The combination of these patterns helps us design a model to monitor IP space usage for malicious purposes, and identify in a predictive fashion IP ranges that will be used for malware campaigns even before any domain is hosted on the IPs. This model has been successful in mitigating exploit kit campaigns such as Angler, RIG, and Nuclear.

The major advantage of this model is that it analyzes IP space with a much finer granularity than conventional IP, BGP, ASN reputation scoring methods. We focus on IP ranges that are smaller than the BGP prefix and that are operated by rogue hosts or purchased by criminal customers.

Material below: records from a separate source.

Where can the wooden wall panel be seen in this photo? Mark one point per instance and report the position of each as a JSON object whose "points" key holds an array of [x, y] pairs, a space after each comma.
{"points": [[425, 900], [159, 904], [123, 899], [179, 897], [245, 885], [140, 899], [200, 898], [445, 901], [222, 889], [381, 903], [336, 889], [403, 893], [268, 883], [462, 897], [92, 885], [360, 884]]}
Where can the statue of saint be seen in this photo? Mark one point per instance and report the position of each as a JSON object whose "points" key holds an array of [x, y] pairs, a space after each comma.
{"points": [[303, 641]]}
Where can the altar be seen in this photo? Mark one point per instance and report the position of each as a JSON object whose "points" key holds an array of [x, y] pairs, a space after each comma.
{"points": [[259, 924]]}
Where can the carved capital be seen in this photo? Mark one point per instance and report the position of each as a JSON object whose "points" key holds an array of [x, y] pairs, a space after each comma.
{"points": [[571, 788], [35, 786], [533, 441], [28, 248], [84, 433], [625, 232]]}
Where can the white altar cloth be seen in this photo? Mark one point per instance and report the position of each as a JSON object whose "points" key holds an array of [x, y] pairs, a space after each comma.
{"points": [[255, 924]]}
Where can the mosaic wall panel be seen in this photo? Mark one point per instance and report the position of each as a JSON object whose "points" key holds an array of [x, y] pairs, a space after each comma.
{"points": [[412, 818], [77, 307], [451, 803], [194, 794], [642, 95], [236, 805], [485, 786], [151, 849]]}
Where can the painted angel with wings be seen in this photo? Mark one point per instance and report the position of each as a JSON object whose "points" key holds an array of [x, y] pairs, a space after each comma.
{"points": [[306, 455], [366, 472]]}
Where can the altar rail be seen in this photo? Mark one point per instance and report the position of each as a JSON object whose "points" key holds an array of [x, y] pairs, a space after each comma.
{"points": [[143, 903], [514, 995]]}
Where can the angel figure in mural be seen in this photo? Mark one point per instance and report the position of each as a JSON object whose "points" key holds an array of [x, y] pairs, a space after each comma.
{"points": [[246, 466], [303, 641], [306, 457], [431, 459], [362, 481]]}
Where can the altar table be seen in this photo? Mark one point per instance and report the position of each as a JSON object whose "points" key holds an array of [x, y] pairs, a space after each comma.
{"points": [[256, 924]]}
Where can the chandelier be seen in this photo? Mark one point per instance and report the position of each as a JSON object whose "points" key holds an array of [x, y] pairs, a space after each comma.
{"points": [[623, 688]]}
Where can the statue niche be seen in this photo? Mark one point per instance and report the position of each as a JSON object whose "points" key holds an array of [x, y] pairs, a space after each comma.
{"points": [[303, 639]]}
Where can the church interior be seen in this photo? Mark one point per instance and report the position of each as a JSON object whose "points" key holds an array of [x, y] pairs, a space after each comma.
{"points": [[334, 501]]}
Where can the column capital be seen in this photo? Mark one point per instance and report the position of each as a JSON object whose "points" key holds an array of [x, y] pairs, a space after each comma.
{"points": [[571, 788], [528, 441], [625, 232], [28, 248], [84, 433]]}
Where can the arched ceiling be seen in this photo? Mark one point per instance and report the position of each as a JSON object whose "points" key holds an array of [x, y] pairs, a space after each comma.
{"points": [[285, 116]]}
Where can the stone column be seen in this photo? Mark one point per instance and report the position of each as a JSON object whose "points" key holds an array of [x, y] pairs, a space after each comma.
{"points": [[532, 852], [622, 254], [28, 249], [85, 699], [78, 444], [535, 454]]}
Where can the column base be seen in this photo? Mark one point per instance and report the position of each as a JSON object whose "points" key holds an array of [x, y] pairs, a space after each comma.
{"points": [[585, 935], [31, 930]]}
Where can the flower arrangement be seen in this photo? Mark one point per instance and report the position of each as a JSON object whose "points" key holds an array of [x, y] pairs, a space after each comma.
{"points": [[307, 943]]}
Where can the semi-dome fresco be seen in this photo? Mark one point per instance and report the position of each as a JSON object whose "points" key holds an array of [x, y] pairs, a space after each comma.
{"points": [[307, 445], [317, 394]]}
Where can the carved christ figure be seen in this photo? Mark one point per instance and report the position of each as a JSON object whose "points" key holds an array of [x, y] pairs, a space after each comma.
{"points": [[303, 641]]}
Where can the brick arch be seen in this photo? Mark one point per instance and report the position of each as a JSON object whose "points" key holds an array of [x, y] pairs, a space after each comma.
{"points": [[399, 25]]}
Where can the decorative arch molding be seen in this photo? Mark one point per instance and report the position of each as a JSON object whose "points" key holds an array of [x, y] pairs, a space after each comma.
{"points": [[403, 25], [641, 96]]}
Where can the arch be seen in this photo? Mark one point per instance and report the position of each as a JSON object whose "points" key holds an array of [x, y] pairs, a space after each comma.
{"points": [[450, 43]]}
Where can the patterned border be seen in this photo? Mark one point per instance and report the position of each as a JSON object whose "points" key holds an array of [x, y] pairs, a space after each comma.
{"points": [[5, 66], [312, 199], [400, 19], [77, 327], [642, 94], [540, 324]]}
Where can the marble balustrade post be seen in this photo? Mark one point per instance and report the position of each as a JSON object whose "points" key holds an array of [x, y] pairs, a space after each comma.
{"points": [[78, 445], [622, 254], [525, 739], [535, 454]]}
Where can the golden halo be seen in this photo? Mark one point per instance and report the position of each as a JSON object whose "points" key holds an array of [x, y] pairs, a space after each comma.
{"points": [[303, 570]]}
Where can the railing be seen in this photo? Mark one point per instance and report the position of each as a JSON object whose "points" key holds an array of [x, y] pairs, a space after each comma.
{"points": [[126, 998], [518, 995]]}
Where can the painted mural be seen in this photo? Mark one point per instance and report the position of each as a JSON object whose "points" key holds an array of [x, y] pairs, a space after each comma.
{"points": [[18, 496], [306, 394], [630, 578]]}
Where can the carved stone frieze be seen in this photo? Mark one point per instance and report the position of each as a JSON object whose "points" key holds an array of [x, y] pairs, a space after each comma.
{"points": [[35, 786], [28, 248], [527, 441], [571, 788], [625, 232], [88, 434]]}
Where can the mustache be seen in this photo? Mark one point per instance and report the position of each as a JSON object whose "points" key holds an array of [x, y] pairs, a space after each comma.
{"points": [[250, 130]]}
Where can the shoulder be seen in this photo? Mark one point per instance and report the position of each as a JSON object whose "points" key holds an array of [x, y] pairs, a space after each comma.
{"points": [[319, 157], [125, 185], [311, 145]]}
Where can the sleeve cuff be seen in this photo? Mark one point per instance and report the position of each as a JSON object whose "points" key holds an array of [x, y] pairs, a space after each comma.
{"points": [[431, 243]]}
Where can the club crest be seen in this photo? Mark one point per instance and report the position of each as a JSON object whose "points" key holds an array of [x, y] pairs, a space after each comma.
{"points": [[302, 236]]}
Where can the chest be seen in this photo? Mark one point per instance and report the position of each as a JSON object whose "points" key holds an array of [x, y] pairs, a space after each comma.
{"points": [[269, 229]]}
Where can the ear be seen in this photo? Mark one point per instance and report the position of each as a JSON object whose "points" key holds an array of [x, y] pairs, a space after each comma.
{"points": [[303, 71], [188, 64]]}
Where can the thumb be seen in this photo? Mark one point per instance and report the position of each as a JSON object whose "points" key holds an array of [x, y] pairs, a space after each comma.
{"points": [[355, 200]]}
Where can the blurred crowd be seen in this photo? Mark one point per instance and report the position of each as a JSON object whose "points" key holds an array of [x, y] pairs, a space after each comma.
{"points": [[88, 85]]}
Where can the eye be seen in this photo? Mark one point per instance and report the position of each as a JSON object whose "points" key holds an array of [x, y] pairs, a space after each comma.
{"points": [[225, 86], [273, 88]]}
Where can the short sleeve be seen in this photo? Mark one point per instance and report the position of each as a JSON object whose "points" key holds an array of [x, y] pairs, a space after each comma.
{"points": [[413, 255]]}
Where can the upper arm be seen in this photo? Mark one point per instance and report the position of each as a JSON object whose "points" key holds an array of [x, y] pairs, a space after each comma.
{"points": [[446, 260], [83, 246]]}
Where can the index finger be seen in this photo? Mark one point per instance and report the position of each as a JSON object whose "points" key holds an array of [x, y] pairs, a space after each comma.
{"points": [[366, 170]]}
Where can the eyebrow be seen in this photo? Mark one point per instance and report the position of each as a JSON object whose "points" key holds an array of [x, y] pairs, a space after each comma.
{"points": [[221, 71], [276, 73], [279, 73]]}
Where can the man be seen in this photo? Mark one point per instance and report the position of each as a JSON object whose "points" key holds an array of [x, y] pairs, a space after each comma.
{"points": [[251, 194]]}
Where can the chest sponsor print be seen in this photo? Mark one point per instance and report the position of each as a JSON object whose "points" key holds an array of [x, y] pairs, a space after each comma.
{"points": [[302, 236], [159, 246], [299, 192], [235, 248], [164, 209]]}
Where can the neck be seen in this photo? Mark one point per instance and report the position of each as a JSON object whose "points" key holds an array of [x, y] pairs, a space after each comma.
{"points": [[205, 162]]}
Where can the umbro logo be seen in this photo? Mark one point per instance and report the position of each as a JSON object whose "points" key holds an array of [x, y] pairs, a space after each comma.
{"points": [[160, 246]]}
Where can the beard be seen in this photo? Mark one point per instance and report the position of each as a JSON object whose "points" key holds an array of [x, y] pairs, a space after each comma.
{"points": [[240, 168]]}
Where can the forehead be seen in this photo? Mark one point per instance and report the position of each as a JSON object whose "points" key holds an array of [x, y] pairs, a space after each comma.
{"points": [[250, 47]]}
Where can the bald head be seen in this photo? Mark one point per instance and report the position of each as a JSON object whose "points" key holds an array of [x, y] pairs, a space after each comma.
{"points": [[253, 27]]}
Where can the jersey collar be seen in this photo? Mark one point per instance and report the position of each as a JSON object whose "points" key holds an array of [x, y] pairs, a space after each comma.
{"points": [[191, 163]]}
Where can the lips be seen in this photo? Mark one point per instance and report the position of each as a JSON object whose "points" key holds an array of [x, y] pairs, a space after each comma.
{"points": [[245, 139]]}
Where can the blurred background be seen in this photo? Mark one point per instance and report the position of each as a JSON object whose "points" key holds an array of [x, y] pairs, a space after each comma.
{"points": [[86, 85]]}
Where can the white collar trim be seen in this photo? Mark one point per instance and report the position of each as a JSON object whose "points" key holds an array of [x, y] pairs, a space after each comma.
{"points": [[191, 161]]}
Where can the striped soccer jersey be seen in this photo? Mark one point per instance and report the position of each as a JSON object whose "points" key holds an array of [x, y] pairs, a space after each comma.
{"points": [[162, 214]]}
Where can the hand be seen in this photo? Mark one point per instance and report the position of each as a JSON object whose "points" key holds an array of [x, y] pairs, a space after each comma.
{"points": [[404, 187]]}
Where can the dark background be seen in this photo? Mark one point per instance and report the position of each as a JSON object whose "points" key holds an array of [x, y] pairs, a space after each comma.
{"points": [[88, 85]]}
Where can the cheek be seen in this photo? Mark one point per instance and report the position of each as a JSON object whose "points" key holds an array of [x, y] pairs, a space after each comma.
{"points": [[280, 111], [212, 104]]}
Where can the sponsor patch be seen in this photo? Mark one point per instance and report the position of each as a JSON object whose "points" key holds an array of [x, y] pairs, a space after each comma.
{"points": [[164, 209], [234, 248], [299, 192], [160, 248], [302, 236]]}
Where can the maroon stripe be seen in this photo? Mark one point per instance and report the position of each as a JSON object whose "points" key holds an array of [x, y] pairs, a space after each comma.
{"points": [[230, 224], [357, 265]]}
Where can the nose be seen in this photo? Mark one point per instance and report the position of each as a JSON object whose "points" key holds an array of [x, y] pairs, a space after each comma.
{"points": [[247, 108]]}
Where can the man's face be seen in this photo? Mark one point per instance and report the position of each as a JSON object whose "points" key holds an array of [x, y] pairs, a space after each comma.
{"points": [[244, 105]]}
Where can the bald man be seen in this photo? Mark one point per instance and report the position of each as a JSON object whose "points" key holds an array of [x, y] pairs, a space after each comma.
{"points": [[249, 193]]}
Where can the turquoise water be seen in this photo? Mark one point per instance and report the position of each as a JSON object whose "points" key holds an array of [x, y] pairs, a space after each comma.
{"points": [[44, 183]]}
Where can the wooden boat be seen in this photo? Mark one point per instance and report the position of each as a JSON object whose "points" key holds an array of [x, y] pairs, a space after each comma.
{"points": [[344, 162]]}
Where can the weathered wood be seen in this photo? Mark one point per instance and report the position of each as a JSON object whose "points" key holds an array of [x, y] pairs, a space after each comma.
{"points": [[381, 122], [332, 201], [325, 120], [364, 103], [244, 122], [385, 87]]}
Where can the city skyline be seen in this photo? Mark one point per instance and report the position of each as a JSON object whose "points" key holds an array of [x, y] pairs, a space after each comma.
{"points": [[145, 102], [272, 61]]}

We also analyze IP fingerprints to single out servers that share the same configurations and that are purchased in bulk and set up in advance to deliver malware and exploit kit campaigns.

Furthermore, if we confirm that IP ranges, ASNs, or hosts match several of these patterns at the same time, we can flag them with a high confidence as rogue, bulletproof, or heavily abused. We can then quarantine or block their IP space. Additional validation also comes from monitoring hosted content over time.

Stay tuned for future separate blogs in which we will discuss these hosting patterns in more detail.

The final takeway is that “SPRank” and “IP Monitoring” can work separately but they are much more efficient if they operate, in tandem, to provide a higher coverage and accuracy in detecting threats. Since we are faced with a massive amount of DNS and IP space data flowing in real time through our worldwide infrastructure, SPRank becomes crucial at finding entry points or seeds of malware domains for immediate blocking but also for “IP Monitoring” to further drill into associated indicators by pivoting around IPs, fingerprints, prefixes, ASNs, hosters, emails, content, etc to expand the intelligence graph and proactively mitigate attacks before they occur. At the same time, “IP Monitoring” can function in a standalone fashion by sweeping and scrutinizing IP ranges picked up by other models or feeds.